C’est la société Itonex SA qui collecte les informations publiées sur Moneyhouse.ch auprès de sources publiques, principalement l’annuaire téléphonique, le Registre du commerce, les avis officiels ainsi que les registres de fournisseurs privés, tels que Crif ou, jusqu’à récemment, Schober. En agrégeant ces sources, la société parvient à reconstituer des profils détaillés comprenant l’adresse, l’âge, le numéro de téléphone, mais aussi des données sur la solvabilité des individus, les membres du voisinage etc.

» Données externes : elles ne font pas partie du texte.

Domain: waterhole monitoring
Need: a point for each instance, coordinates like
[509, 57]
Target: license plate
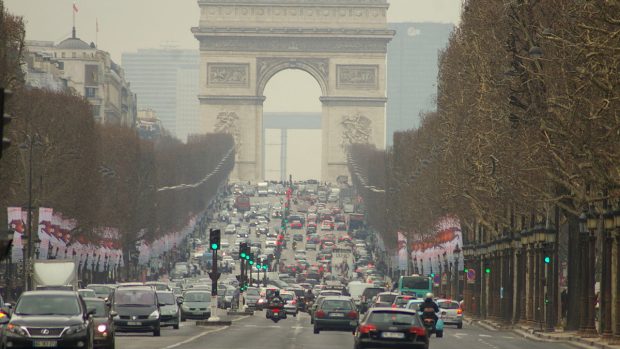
[392, 335]
[45, 344]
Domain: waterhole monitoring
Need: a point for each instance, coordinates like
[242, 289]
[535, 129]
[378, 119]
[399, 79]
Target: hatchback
[391, 328]
[335, 313]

Moneyhouse n’est d’ailleurs pas seul sur ce marché: databot.ch, deltavista.ch, etc., travaillent dans le même créneau. Ces banques de données automatiques posent des problèmes de fiabilité et de confidentialité, du fait qu’elles dévoilent des informations, plus ou moins sensibles, souvent à l’insu des intéressés, et parfois même rendent visibles des informations que ces derniers ont expressément tenues cachées (son numéro de téléphone, par exemple). Ainsi, l’an dernier, le préposé fédéral à la protection des données et à la transparence (PFPDT) a reçu une cinquantaine de plaintes de privés, parmi lesquelles figuraient un agent de sécurité menacé de représailles ainsi que des maris divorcés tentant de se cacher de leur «ex» et dont les coordonnées se sont retrouvées sur Moneyhouse...
Le préposé fédéral se fâche
Le 20 juillet 2012, le service de recherche de personnes de Moneyhouse a été interrompu sur ordre du Tribunal administratif fédéral. La sanction a été levée le 6 août suivant, mais Moneyhouse a, depuis, l’obligation de supprimer dans les 24 heures les adresses et les téléphones de personnes qui en font la demande (lire encadré). En revanche, les adresses privées, même bloquées, continuent d’être consultables en ligne, au grand dam du préposé fédéral.
Rédigée avant l’avènement d’internet, il faut dire que la loi sur la protection des données est très souple, pour ne pas dire laxiste. D’une manière générale, les informations tirées du registre professionnel sont libres d’accès, alors que les données personnelles peuvent être livrées si cela répond à un intérêt économique légitime. C’est sur cette deuxième catégorie que le bât blesse, aux yeux du préposé.Au moins Moneyhouse s’est-il formellement engagé à «faire le ménage» dans ses bases de données. Il a déjà supprimé le processus qui permettait à Google de débusquer et de communiquer le code postal des individus figurant dans sa banque de données. Mais il doit surtout vérifier l’exactitude des informations livrées sur son portail en croisant ses sources avec des registres officiels. Un travail de bénédictin qui prendra encore des mois.
Tout n’est donc pas réglé. Le PFPDT a ouvert une nouvelle «procédure d’établissement des faits». Il continue, en effet, de nourrir des doutes sur la diffusion d’adresses expressément bloquées. D’autre part, à l’heure actuelle, des informations portant sur la solvabilité d’une personne sont disponibles en ligne aux abonnés d’un compte «premium» (12 fr. par mois pendant six mois) pour peu que ces derniers invoquent un motif commercial. Le préposé se demande si la procédure n’est pas un peu simple, et donc contraire à la loi fédérale sur la protection des données.
Philippe Chevalier
Détruire sa fiche
Conformément à la décision du Tribunal administratif du 6 août 2012, Moneyhouse s’est engagé à supprimer les profils des personnes qui en font la demande en 24 heures au maximum.
La procédure
Pour disparaître du portail Moneyhouse
Par courrier: envoyer une demande de radiation accompagnée de la copie d’une pièce d’identité officielle à l’adresse Itonex AG, Lettenstrasse 7, 6343 Rotkreuz. L’Administration fédérale fournit des lettres types (au lieu de l’adresse, taper le raccourci
bit.ly/10gaurG).
En ligne: remplir le formulaire à l’adresse www.moneyhouse.ch, en joignant une pièce d’identité officielle au format électronique.
Pour disparaître de Google uniquement: envoyer un bref message à [email protected] avec la mention: «Effacement de Google uniquement».